I discovered transfers of money in 2016, but by then it was too late. We separated in 2017. I got a bad lawyer, she said 'too bad, so sad, the money is gone'. On top of the money being gone, the opposing council is seeking arrears for payments received in 2017. (kind of like robbing Tim Hortons in the middle of the night and asking for a tip on your way out). My lawyer also brought up the case of Rooker vs Rooker, 2017. Wherein the ruling now covers all veterans seeking an appeal to not have their awards used for section 3 and 7 support payments. Rooker lost his appeal, that's why may lawyer says I have to add the award to my salary and then calculations would be made off of my new number. I have four amazing kids, just my section 3 expenses are $2400/month plus section 7 expenses. Unfair? Just a bit. So now I am without a lawyer and seeking legal aid to just get through the property division. 
So, if you are about to receive a disability award, beware and don't fall into the same trap that I did.
I you have some experience with this issue I look forward to hear from your comments.
Have a great day.


----------



## divefree1 (4 Sep 2020)

Is it possible for your spouse to "gift" your disability awards to her friend? If that friend is my army buddy, now retired, then what?


Thanks


----------



## brihard (4 Sep 2020)

divefree1 said:
			
		

> Is it possible for your spouse to "gift" your disability awards to her friend? If that friend is my army buddy, now retired, then what?
> 
> 
> Thanks



Are you talking about a VAC disability lump sum? Like your spouse took your DA out of a shared bank account and gave it to someone else?


----------



## PMedMoe (4 Sep 2020)

Brihard said:
			
		

> Are you talking about a VAC disability lump sum? Like your spouse took your DA out of a shared bank account and gave it to someone else?



EDITt: NOW MERGED

Thanks, Mods.


----------



## Sub_Guy (4 Sep 2020)

divefree1 said:
			
		

> Is it possible for your spouse to "gift" your disability awards to her friend? If that friend is my army buddy, now retired, then what?

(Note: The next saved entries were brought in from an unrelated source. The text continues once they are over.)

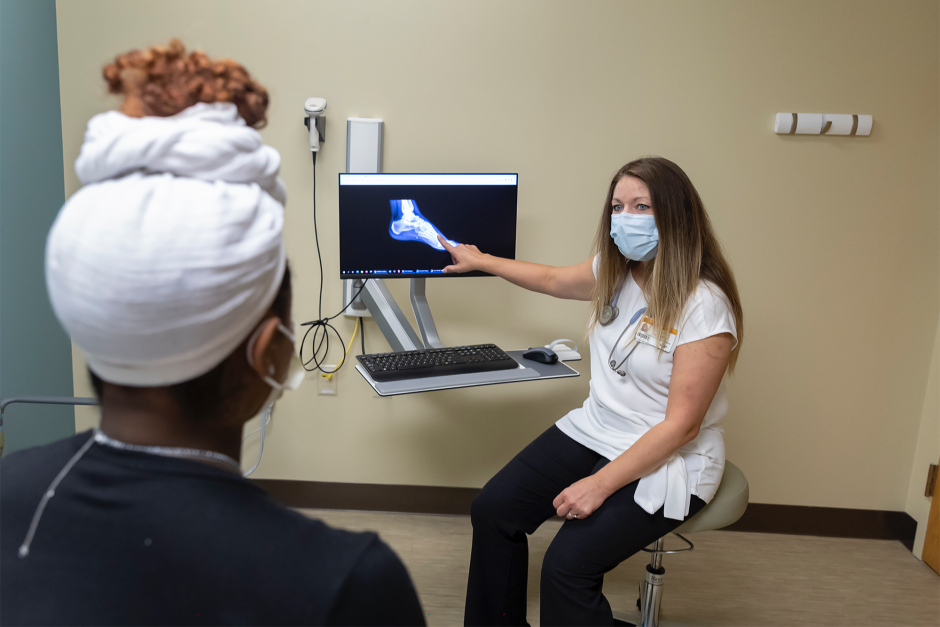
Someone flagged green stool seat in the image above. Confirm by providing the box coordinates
[619,460,749,627]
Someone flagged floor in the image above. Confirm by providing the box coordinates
[300,508,940,627]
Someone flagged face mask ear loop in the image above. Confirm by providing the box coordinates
[242,405,271,478]
[18,431,97,558]
[242,320,294,478]
[247,320,294,390]
[277,322,296,344]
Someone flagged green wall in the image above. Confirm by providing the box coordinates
[0,0,76,454]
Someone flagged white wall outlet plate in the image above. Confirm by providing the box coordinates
[318,367,338,395]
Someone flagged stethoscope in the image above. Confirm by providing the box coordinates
[607,306,647,377]
[598,286,623,326]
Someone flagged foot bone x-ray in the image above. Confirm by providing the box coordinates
[389,199,458,251]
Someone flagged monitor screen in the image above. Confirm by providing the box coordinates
[338,173,518,279]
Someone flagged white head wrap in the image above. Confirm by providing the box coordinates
[46,102,287,386]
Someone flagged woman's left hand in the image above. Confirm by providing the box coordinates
[553,475,611,520]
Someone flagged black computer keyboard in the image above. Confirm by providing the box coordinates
[357,344,519,382]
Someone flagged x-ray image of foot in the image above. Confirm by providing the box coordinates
[388,199,458,251]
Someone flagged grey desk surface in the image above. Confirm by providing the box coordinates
[355,350,581,397]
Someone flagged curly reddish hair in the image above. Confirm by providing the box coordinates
[103,39,268,128]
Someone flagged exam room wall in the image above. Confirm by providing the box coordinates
[56,0,939,512]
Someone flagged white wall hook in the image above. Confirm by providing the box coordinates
[774,113,872,136]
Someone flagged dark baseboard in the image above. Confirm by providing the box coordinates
[723,503,917,551]
[253,480,917,551]
[255,479,479,516]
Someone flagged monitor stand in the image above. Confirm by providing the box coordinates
[358,277,443,351]
[353,277,580,396]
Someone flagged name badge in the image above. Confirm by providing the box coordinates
[635,316,678,353]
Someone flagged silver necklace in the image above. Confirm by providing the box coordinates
[93,428,241,472]
[18,429,241,560]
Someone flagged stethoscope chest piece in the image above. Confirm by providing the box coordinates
[599,304,619,326]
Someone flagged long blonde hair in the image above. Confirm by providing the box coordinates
[590,157,744,372]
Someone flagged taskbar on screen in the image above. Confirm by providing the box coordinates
[339,269,491,279]
[341,269,444,278]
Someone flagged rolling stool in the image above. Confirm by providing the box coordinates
[614,460,749,627]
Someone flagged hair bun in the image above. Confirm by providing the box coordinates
[102,38,269,128]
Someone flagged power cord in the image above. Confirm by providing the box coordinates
[298,151,368,373]
[321,317,360,380]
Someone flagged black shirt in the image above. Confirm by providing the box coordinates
[0,432,425,626]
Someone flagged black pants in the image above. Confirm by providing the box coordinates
[464,425,706,627]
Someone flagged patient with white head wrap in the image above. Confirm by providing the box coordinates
[48,100,288,387]
[1,39,425,626]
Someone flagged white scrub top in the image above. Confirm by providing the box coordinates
[555,258,737,520]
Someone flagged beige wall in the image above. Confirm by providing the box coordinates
[58,0,940,512]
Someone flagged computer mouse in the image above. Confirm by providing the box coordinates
[523,347,558,364]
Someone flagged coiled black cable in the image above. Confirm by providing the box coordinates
[299,151,368,373]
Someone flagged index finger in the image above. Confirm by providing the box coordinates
[437,235,456,252]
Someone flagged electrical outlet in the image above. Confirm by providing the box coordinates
[318,367,338,396]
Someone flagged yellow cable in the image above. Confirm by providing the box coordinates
[323,317,360,378]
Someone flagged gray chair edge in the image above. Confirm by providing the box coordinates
[674,460,749,534]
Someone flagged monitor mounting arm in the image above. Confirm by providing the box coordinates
[410,278,445,349]
[359,278,446,352]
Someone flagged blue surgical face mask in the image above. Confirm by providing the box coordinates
[610,213,659,262]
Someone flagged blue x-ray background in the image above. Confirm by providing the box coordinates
[338,181,517,279]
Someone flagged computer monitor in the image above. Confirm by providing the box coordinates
[338,173,518,279]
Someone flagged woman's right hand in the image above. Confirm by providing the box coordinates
[438,236,594,300]
[439,236,489,273]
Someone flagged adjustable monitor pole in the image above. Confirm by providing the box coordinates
[409,278,445,349]
[359,278,445,352]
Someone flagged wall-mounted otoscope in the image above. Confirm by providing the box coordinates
[304,97,327,152]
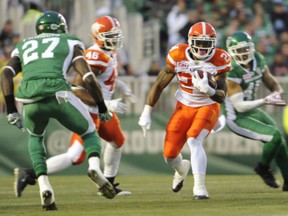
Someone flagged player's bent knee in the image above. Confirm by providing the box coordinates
[163,150,179,159]
[272,130,283,146]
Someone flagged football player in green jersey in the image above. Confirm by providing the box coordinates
[0,11,116,210]
[224,31,288,191]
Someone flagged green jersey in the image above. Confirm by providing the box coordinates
[224,51,266,118]
[12,33,84,103]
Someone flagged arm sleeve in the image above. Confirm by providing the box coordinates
[229,92,265,113]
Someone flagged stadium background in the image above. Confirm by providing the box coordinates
[0,0,288,176]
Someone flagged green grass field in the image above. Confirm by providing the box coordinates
[0,175,288,216]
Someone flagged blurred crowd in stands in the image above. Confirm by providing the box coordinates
[132,0,288,77]
[1,0,288,77]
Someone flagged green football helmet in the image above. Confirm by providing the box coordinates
[35,11,68,35]
[226,32,255,65]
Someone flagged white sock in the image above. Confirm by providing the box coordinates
[38,175,55,204]
[88,156,107,186]
[193,174,205,187]
[187,137,207,175]
[46,153,73,174]
[103,143,122,177]
[38,175,53,193]
[165,154,186,174]
[88,156,101,171]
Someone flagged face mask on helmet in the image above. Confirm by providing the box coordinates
[35,11,68,35]
[227,32,255,65]
[96,28,123,50]
[188,37,216,59]
[91,16,124,50]
[188,22,217,60]
[228,42,254,65]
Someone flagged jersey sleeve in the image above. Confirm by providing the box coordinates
[11,41,22,58]
[65,34,85,51]
[11,47,19,58]
[255,52,267,69]
[166,44,180,70]
[226,63,242,84]
[214,49,232,75]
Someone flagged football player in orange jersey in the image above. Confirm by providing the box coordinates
[14,15,135,197]
[138,22,231,199]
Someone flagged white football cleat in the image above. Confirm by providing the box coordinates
[88,169,116,199]
[38,175,57,210]
[193,185,209,200]
[172,160,191,192]
[41,190,57,210]
[97,183,132,196]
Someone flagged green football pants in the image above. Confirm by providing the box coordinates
[23,94,101,177]
[226,108,288,180]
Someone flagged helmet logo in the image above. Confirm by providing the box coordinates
[50,24,58,30]
[93,23,105,33]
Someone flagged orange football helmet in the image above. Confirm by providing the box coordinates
[188,22,217,60]
[91,16,123,50]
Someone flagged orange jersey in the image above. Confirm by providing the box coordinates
[84,45,118,100]
[166,44,231,107]
[84,44,118,114]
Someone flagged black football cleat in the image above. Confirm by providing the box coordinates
[172,180,184,193]
[112,183,132,195]
[41,190,57,211]
[14,168,36,197]
[254,163,279,188]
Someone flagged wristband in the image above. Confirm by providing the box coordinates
[4,95,17,114]
[142,105,153,115]
[97,100,108,113]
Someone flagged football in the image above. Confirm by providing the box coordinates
[197,70,217,89]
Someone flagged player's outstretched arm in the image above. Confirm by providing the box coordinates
[146,65,175,107]
[261,66,286,106]
[72,46,111,121]
[138,65,175,137]
[115,79,137,103]
[262,65,284,94]
[1,56,25,130]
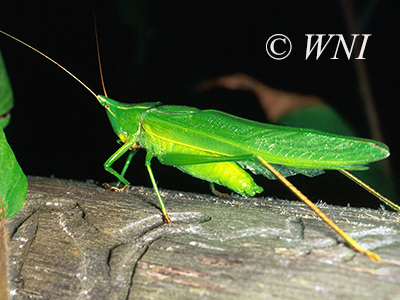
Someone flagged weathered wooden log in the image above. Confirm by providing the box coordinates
[6,176,400,299]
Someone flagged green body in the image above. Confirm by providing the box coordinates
[0,28,393,259]
[98,95,389,198]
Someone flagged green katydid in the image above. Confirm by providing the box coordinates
[1,29,398,262]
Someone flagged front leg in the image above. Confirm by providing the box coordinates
[103,140,138,191]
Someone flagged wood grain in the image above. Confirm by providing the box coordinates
[7,176,400,299]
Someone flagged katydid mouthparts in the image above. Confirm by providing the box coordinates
[1,29,398,261]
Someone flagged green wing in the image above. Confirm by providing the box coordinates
[159,152,324,180]
[140,105,389,172]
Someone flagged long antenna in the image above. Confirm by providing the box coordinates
[93,12,108,97]
[0,29,98,99]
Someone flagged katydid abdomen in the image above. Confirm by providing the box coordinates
[140,122,263,196]
[137,103,389,199]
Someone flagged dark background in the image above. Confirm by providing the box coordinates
[0,1,398,208]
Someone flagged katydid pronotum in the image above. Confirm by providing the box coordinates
[1,29,398,261]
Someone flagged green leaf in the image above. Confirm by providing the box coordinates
[0,49,27,218]
[0,127,27,219]
[0,49,13,129]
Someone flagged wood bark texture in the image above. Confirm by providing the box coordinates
[6,176,400,299]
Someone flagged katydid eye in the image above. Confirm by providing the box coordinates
[105,104,110,109]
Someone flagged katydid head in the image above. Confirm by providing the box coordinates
[0,30,162,144]
[97,95,160,142]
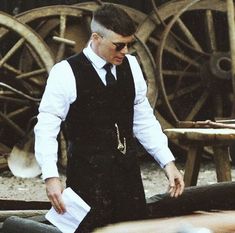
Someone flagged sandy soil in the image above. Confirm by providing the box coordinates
[1,159,233,202]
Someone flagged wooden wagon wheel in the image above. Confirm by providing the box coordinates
[0,11,54,149]
[136,0,232,127]
[156,0,233,125]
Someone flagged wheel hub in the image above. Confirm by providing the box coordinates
[209,52,232,80]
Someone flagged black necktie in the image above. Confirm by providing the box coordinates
[103,63,116,87]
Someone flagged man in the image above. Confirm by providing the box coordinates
[34,4,184,233]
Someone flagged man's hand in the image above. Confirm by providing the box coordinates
[45,177,66,214]
[163,161,184,198]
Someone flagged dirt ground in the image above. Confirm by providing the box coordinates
[1,159,234,202]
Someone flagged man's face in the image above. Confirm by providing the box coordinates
[94,31,135,65]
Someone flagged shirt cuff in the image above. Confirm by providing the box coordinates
[153,147,175,168]
[41,162,59,180]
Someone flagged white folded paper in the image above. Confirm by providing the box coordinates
[46,187,91,233]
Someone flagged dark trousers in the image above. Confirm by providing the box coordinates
[66,150,148,233]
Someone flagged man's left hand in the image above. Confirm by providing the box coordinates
[163,161,184,198]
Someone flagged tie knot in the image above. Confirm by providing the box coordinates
[103,63,116,87]
[103,63,113,72]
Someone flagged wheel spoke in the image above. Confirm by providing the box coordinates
[157,83,201,105]
[176,18,203,52]
[154,37,201,68]
[163,44,201,68]
[56,14,67,62]
[3,63,22,75]
[0,106,31,121]
[185,90,209,121]
[168,83,201,101]
[162,70,200,77]
[25,43,44,69]
[0,111,25,137]
[0,38,25,68]
[0,96,31,105]
[204,10,217,52]
[213,92,223,117]
[16,68,47,79]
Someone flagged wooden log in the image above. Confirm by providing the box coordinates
[0,210,47,221]
[0,199,50,211]
[93,210,235,233]
[2,216,61,233]
[147,182,235,218]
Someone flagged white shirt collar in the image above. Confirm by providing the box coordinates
[83,41,107,69]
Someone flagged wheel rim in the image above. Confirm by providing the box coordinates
[0,12,54,147]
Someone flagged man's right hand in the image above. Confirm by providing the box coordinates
[45,177,66,214]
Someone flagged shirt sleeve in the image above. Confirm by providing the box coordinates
[126,55,175,167]
[34,60,76,180]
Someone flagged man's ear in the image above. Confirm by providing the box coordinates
[91,32,100,41]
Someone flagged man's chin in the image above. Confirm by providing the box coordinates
[113,58,124,65]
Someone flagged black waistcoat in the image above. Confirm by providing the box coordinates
[65,52,136,167]
[64,53,148,230]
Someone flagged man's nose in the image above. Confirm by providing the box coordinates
[120,45,128,54]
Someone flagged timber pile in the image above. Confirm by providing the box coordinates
[1,182,235,232]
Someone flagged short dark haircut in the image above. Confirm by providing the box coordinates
[93,4,136,36]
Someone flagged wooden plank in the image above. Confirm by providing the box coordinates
[0,199,50,210]
[93,210,235,233]
[164,128,235,144]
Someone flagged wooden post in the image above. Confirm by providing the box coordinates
[227,0,235,116]
[213,146,232,181]
[184,145,202,186]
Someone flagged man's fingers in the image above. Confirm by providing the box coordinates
[179,179,185,195]
[50,194,66,214]
[168,178,184,198]
[168,184,176,197]
[46,188,66,214]
[45,177,66,214]
[174,183,181,198]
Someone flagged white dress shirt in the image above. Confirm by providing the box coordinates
[34,42,175,180]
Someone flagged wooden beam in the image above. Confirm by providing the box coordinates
[147,182,235,218]
[0,199,50,211]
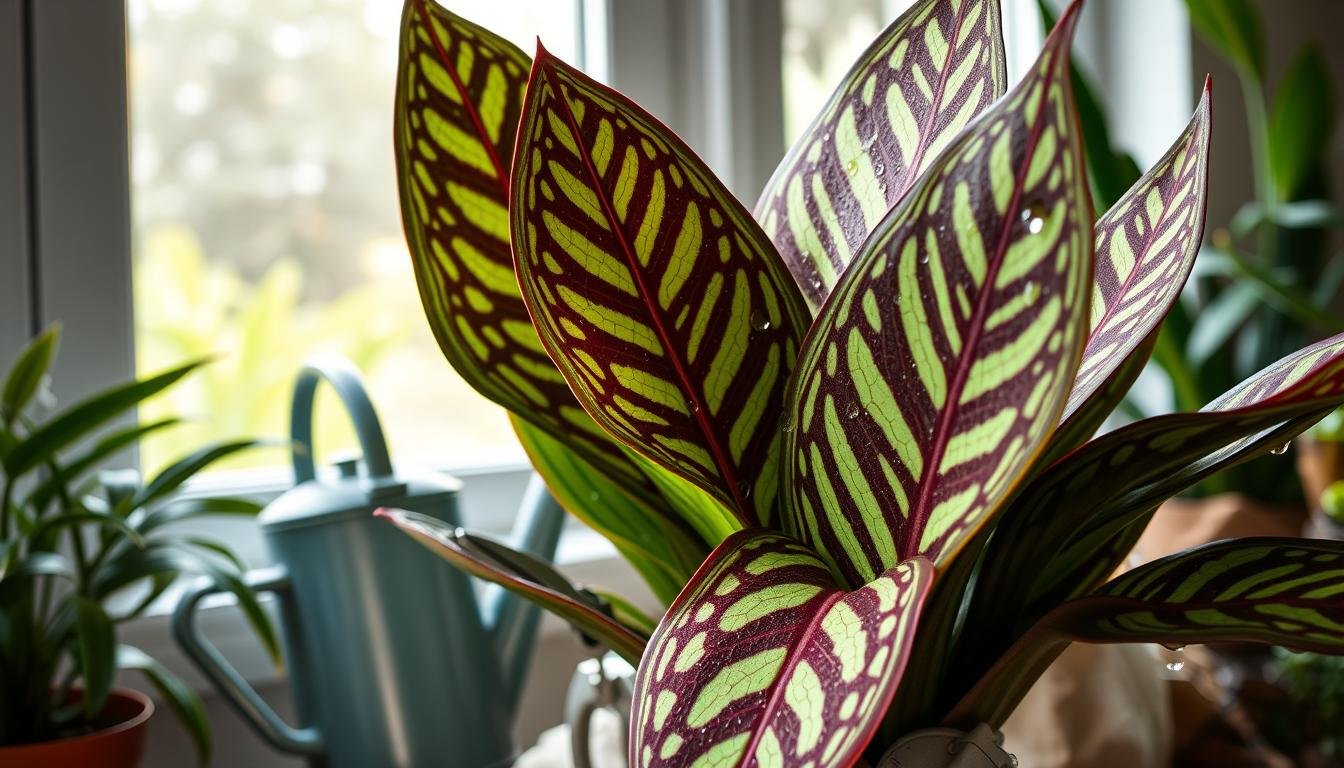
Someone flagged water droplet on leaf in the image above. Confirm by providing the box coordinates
[1021,204,1047,235]
[780,416,795,434]
[750,310,772,332]
[1022,282,1040,304]
[1165,660,1185,672]
[873,160,885,178]
[845,158,859,175]
[846,405,862,420]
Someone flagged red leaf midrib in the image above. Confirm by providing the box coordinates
[413,0,510,193]
[536,56,751,519]
[908,37,1068,560]
[894,0,980,203]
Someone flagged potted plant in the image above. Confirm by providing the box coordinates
[0,326,273,767]
[383,0,1344,763]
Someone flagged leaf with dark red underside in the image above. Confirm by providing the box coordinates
[756,0,1008,310]
[967,330,1344,653]
[375,508,649,663]
[393,0,688,546]
[511,47,811,526]
[630,530,931,768]
[950,538,1344,728]
[1047,79,1214,458]
[782,4,1092,585]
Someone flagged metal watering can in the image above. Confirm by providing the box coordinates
[172,356,564,767]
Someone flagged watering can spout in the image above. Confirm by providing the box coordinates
[485,473,566,716]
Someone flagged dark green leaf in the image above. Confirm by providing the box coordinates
[2,326,59,426]
[26,511,146,550]
[1185,0,1265,78]
[127,439,263,513]
[134,497,263,535]
[23,418,181,513]
[1270,46,1334,200]
[73,596,116,716]
[3,359,208,477]
[1187,281,1259,364]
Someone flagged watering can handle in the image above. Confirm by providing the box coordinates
[171,566,325,757]
[290,355,393,483]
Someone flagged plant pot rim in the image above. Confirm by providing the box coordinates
[0,687,155,754]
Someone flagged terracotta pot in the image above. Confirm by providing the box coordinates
[0,688,154,768]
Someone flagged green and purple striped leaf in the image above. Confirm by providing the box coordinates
[782,4,1092,584]
[511,47,811,525]
[1050,79,1214,455]
[969,330,1344,649]
[512,415,705,604]
[757,0,1008,309]
[630,530,932,768]
[951,538,1344,727]
[375,507,649,663]
[393,0,679,515]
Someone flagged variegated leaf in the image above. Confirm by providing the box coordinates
[630,530,931,768]
[783,4,1092,584]
[512,415,704,604]
[967,330,1344,652]
[951,538,1344,727]
[757,0,1008,309]
[394,0,672,510]
[1057,78,1214,442]
[511,47,811,525]
[375,508,649,663]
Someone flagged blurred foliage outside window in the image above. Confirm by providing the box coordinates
[128,0,579,475]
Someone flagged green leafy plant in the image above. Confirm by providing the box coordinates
[1053,0,1342,502]
[0,327,274,762]
[384,0,1344,763]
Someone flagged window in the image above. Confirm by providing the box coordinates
[125,0,582,475]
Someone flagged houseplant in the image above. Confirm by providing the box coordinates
[384,0,1344,763]
[0,326,273,766]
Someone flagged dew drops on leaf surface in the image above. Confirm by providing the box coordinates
[1021,203,1047,235]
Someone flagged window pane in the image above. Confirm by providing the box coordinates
[127,0,580,474]
[783,0,902,145]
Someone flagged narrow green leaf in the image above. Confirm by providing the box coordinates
[1184,0,1265,78]
[756,0,1008,308]
[127,439,262,513]
[1,325,59,426]
[26,511,146,550]
[73,596,116,716]
[2,358,207,477]
[133,497,263,535]
[783,3,1093,583]
[512,46,811,525]
[951,538,1344,727]
[22,418,181,513]
[1187,281,1259,365]
[1269,45,1334,200]
[118,645,212,764]
[377,507,648,662]
[630,530,932,768]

Your wife gave your "army buddy" your money?

For starters maybe you should consider visiting your buddy, don't forget the Louisville Slugger.

As for the money, at the time it sounds like you were still together, so there probably isn't much you can do.


----------



## Remius (4 Sep 2020)

Agree with Dolphin Hunter.  If the money was spent or given away while you were together, I doubt there is much you can do.  As much as visiting your buddy with a baseball bat sounds appealing, don’t.  It will compound your problems more than you can imagine. 

As far as your child support is concerned, make sure you request her earnings every year to see if that number might change. 

I’ve seen so many people get screwed over that way.  

None of this is easy.  Just know that it eventually gets better. A lot of us have been through that whirlwind.


----------



## Halifax Tar (4 Sep 2020)

I have nothing to add but I just wanted to express my sympathy and empathy towards your situation.  

As others have said its not easy but you will get though this.


----------



## rnkelly (4 Sep 2020)

Divefree1- Stay strong buddy, Canada will forever be indebted for your service and you should be proud.


----------



## Jarnhamar (4 Sep 2020)

Divefree,

Get a good lawyer and find out your options. A number also give free advice.

If you were getting a divorce you couldn't start giving away your savings account and four wheeler and hot tub to "a friend" as a gift. 
I would think the same principle applies with your situation, it might just take a lawyer some time and effort (which you'll pay for). Especially if it's clear the gift was to to transfer funds to avoid them being split.


----------